Nat. Catal.:单原子Co–N–C催化剂用于质子交换膜燃料电池的性能增强及衰退机理研究【研究背景】

    质子交换膜(PEM)燃料电池是一种高效、清洁的能源转换装置,其阴极的氧还原反应(ORR)需要高活性催化剂。目前,铂族金属(PGMs)具有最高的ORR活性,因此被广泛用于PEM燃料电池的阴极催化剂。然而,在大规模生产条件下,铂族金属约占PEM燃料电池总成本的一半,因此阻碍了其大规模的应用。过渡金属-氮-碳(M–N–C, M = Fe, Co, Mn, Sn等)催化剂是很有前景的铂族金属催化剂替代品,但其ORR反应动力学缓慢,在酸性介质中的催化效率不高,而且在实际应用不具备高度耐久性。为了克服上述问题,科研人员投入了大量精力在改性M-N-C催化剂的结构和化学性质上。具有原子级分散的M-N-C催化中心因其体积密度的最大化而被认为是提高ORR活性的有效途径,特别是单原子Fe-N-C催化剂已得到了广泛的研究,并表现出很高的ORR活性。然而,Fe-N-C催化剂在具有氧化性和酸性的PEM燃料电池环境中容易快速降解。

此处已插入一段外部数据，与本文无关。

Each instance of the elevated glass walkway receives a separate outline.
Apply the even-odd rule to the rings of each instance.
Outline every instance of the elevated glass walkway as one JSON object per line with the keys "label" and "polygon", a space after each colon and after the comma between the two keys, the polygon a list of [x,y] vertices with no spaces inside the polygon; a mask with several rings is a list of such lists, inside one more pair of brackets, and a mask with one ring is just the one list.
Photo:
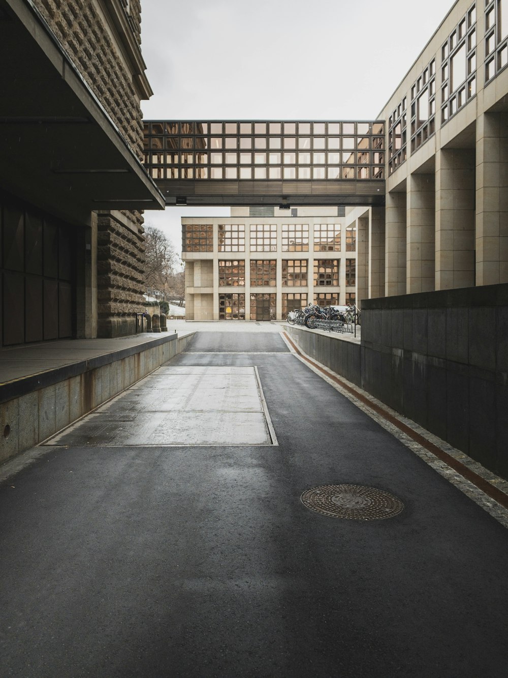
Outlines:
{"label": "elevated glass walkway", "polygon": [[376,205],[385,121],[144,121],[166,205]]}

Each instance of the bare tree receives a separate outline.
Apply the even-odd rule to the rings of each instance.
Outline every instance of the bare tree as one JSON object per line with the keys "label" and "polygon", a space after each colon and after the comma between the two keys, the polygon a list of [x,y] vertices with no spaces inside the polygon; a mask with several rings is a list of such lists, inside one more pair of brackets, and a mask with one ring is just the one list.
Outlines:
{"label": "bare tree", "polygon": [[160,229],[148,226],[145,237],[145,289],[165,299],[177,273],[178,258],[172,243]]}
{"label": "bare tree", "polygon": [[173,273],[169,285],[171,299],[178,302],[178,306],[183,306],[185,301],[185,263],[182,262],[183,271]]}

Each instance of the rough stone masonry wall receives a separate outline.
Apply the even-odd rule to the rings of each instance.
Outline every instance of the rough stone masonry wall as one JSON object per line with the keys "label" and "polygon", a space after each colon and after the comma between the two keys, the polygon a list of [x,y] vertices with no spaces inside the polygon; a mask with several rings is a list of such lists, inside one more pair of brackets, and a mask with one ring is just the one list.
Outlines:
{"label": "rough stone masonry wall", "polygon": [[[127,143],[142,158],[143,125],[138,95],[94,0],[34,3]],[[131,0],[129,24],[140,44],[140,0]],[[132,230],[104,214],[98,219],[99,336],[134,332],[135,313],[142,303],[143,217],[137,212],[122,214]]]}

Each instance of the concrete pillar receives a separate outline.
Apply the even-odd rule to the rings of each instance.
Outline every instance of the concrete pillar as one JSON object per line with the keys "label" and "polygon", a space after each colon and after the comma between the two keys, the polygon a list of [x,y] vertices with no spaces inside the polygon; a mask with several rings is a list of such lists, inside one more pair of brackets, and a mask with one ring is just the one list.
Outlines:
{"label": "concrete pillar", "polygon": [[508,114],[476,121],[476,284],[508,282]]}
{"label": "concrete pillar", "polygon": [[436,156],[436,289],[475,285],[475,151]]}
{"label": "concrete pillar", "polygon": [[[368,212],[360,216],[356,222],[356,305],[360,308],[362,308],[362,300],[368,299],[369,296],[368,222]],[[345,260],[343,259],[342,261],[345,262]],[[342,287],[341,281],[341,286]]]}
{"label": "concrete pillar", "polygon": [[385,208],[385,296],[406,294],[406,191],[387,193]]}
{"label": "concrete pillar", "polygon": [[407,185],[406,292],[436,285],[436,181],[433,172],[411,174]]}
{"label": "concrete pillar", "polygon": [[385,208],[371,209],[368,235],[368,297],[385,296]]}

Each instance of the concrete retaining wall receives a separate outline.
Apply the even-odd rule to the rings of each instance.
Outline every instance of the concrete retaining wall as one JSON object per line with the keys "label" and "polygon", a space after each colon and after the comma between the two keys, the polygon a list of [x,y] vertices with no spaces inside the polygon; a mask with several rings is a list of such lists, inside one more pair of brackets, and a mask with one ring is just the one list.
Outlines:
{"label": "concrete retaining wall", "polygon": [[311,358],[356,386],[362,386],[360,344],[343,339],[340,334],[322,334],[296,325],[288,327],[287,331]]}
{"label": "concrete retaining wall", "polygon": [[364,300],[363,388],[508,477],[508,284]]}
{"label": "concrete retaining wall", "polygon": [[0,401],[6,395],[14,397],[0,404],[0,463],[37,445],[150,374],[184,351],[194,334],[166,336],[5,384]]}
{"label": "concrete retaining wall", "polygon": [[364,300],[361,346],[288,332],[311,357],[508,478],[508,284]]}

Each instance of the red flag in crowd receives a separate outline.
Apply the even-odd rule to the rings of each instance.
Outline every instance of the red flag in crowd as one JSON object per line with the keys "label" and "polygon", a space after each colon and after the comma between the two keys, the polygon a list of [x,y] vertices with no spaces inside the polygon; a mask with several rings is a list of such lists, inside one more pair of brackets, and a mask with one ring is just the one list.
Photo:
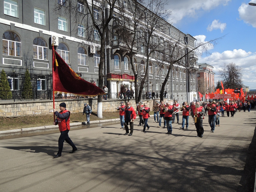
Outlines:
{"label": "red flag in crowd", "polygon": [[202,97],[203,97],[203,95],[202,95],[201,93],[198,92],[198,94],[199,94],[199,98],[200,98],[200,99],[201,100],[202,100]]}
{"label": "red flag in crowd", "polygon": [[81,78],[55,50],[53,53],[54,91],[90,96],[104,94],[101,89]]}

尽管目前已经提出了一些降解机理,如羟基和/或过氧化氢自由基引起的碳氧化、铁活性中心的去金属化现象以及传质/电荷传输阻力的增加等。但是具体的降解机理仍不清楚,需要进一步研究。更糟糕的是,Fe-N-C中溶解的铁离子对燃料电池的耐久性不利,因为其可通过Fenton反应催化H2O2生成自由基,自由基会进一步降解有机离聚物、质子交换膜以及Fe-N-C催化剂本身。因此,使用不会发生Fenton反应的金属来代替Fe是非常有必要的,其中Co的研究最多。然而,到目前为止,Co-N-C催化剂表现出较低的ORR活性和较高的(2e)双电子还原形成H2O2选择性。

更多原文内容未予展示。